Car c’est ainsi que le problème nous est présenté, d’une manière aussi caricaturale et pour tout dire révolutionnaire. Il ne serait plus raisonnable de manger de la viande puisque cela cause du tort aux animaux et à la planète et qu’il existe une solution ultra-clean et ultra scientifique pour s’en passer. Et notre « chance » c’est que nos amis les chercheurs, portés par le financement de geeks influents de ce monde, sont en mesure de dématérialiser l’élevage pour en produire une sorte d’imitation, une réplique dénaturée, considérablement appauvrie mais qui pourrait tromper nos sens et, en l’espace de quelques décennies, nous faire prendre des compressions industrielles issues de la culture cellulaire pour une viande (de poulet, de bœuf, de porc) à la mode d’autrefois.
En d’autres termes, nous ne mangerions plus d’espèces vivantes élevées dans ce but mais des reliquats cultivés en laboratoires et assemblés comme autant de morceaux de viande.
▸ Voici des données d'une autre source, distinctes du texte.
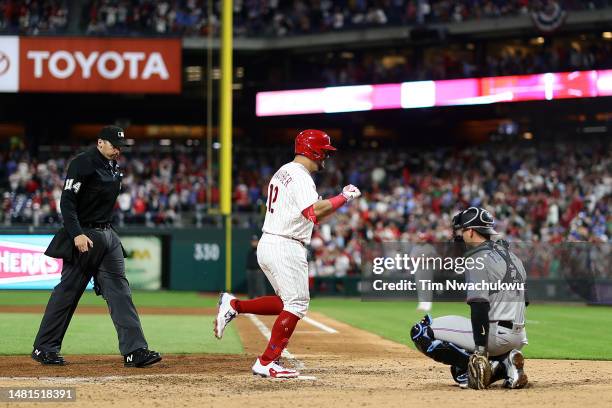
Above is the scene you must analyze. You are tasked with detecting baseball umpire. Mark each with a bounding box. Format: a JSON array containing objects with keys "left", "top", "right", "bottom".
[
  {"left": 32, "top": 125, "right": 161, "bottom": 368},
  {"left": 410, "top": 207, "right": 528, "bottom": 389}
]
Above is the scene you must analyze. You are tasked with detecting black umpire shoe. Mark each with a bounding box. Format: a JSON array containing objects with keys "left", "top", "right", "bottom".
[
  {"left": 31, "top": 348, "right": 66, "bottom": 365},
  {"left": 123, "top": 348, "right": 162, "bottom": 368}
]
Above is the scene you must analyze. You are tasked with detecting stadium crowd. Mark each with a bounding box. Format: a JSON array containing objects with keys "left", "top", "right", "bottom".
[
  {"left": 304, "top": 142, "right": 610, "bottom": 277},
  {"left": 299, "top": 39, "right": 612, "bottom": 87},
  {"left": 81, "top": 0, "right": 610, "bottom": 37},
  {"left": 2, "top": 140, "right": 610, "bottom": 279},
  {"left": 0, "top": 0, "right": 68, "bottom": 34},
  {"left": 0, "top": 145, "right": 219, "bottom": 227},
  {"left": 2, "top": 0, "right": 610, "bottom": 37}
]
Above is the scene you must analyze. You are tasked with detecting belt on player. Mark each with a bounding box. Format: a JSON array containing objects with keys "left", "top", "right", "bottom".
[
  {"left": 492, "top": 320, "right": 525, "bottom": 330},
  {"left": 82, "top": 222, "right": 112, "bottom": 230},
  {"left": 262, "top": 232, "right": 305, "bottom": 246}
]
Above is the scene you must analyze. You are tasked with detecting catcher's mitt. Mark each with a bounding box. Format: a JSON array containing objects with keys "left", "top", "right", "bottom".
[{"left": 468, "top": 348, "right": 492, "bottom": 390}]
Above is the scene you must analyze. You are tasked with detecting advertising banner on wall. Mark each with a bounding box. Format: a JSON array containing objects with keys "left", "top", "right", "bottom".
[
  {"left": 122, "top": 236, "right": 162, "bottom": 290},
  {"left": 0, "top": 235, "right": 66, "bottom": 289},
  {"left": 0, "top": 36, "right": 19, "bottom": 93},
  {"left": 0, "top": 235, "right": 161, "bottom": 290},
  {"left": 0, "top": 37, "right": 181, "bottom": 94}
]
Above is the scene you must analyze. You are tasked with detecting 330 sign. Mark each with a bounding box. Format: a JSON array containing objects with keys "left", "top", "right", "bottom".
[{"left": 194, "top": 243, "right": 220, "bottom": 262}]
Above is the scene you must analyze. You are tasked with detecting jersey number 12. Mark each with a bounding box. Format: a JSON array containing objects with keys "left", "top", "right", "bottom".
[{"left": 267, "top": 184, "right": 279, "bottom": 213}]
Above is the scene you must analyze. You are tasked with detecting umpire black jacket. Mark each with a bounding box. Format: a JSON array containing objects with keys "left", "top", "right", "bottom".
[{"left": 45, "top": 146, "right": 123, "bottom": 262}]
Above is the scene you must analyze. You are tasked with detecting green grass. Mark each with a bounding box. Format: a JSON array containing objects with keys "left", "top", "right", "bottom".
[
  {"left": 309, "top": 299, "right": 612, "bottom": 360},
  {"left": 1, "top": 291, "right": 611, "bottom": 360},
  {"left": 0, "top": 312, "right": 242, "bottom": 355},
  {"left": 0, "top": 290, "right": 219, "bottom": 308}
]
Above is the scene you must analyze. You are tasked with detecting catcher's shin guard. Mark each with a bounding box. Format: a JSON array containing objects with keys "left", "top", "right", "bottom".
[{"left": 410, "top": 317, "right": 470, "bottom": 370}]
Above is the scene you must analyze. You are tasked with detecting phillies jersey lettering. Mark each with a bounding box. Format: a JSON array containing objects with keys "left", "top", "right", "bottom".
[{"left": 262, "top": 162, "right": 318, "bottom": 244}]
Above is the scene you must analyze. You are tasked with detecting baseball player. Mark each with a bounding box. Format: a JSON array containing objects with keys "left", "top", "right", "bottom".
[
  {"left": 410, "top": 207, "right": 528, "bottom": 389},
  {"left": 214, "top": 129, "right": 361, "bottom": 378}
]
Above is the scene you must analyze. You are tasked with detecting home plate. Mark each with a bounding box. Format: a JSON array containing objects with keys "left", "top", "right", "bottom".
[{"left": 297, "top": 375, "right": 317, "bottom": 380}]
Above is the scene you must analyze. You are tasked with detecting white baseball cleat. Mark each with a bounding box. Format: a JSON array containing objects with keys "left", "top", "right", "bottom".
[
  {"left": 252, "top": 358, "right": 300, "bottom": 378},
  {"left": 214, "top": 293, "right": 237, "bottom": 339},
  {"left": 503, "top": 349, "right": 528, "bottom": 389},
  {"left": 416, "top": 301, "right": 432, "bottom": 312}
]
L’avenir serait donc au contreplaqué d’origine animale, à l’aggloméré carné qui viendrait se substituer à nos pratiques coupables et inutiles puisque dorénavant substituables.
Tout irait pour le mieux dans le meilleur des mondes possibles si nous n’étions pas nous-mêmes vivants et donc organiques. Or, si nous mangeons c’est non seulement pour absorber de l’énergie et des substances nutritives qui concourent à l’entretien de nos cellules, mais aussi parce que nous co-naturons le monde qui nous entoure, parce que nous respirons et métabolisons des micro-organismes à chaque instant.
Nous consommons de la nourriture parce que nous cherchons à nous rassurer périodiquement sur le fait que nous sommes en vie, que notre vitalité doit s’exprimer autant que possible et nous animaliser à chaque instant. Nous sommes des « agrimangeurs » et à ce titre nous éprouvons le besoin de coexister avec le monde du vivant, avec ce qui nous paraît comestible.
En prenant la décision de considérer comme mangeable des prélèvements de tissus animaux cultivés en laboratoires, nous sacrifierons une partie essentielle de notre manière de vivre et de ressentir la vibration de ces variétés alimentaires que jusqu’ici nous apprécions. Et même si nos pratiques alimentaires actuelles n’échappent pas à la critique et supposent pour certaines d’entre-elles un redéploiement et la mise en place de certaines limitations, il n’en reste pas moins que nous risquons de perdre quelque chose de notre identité à trop vouloir faire mieux que la Nature.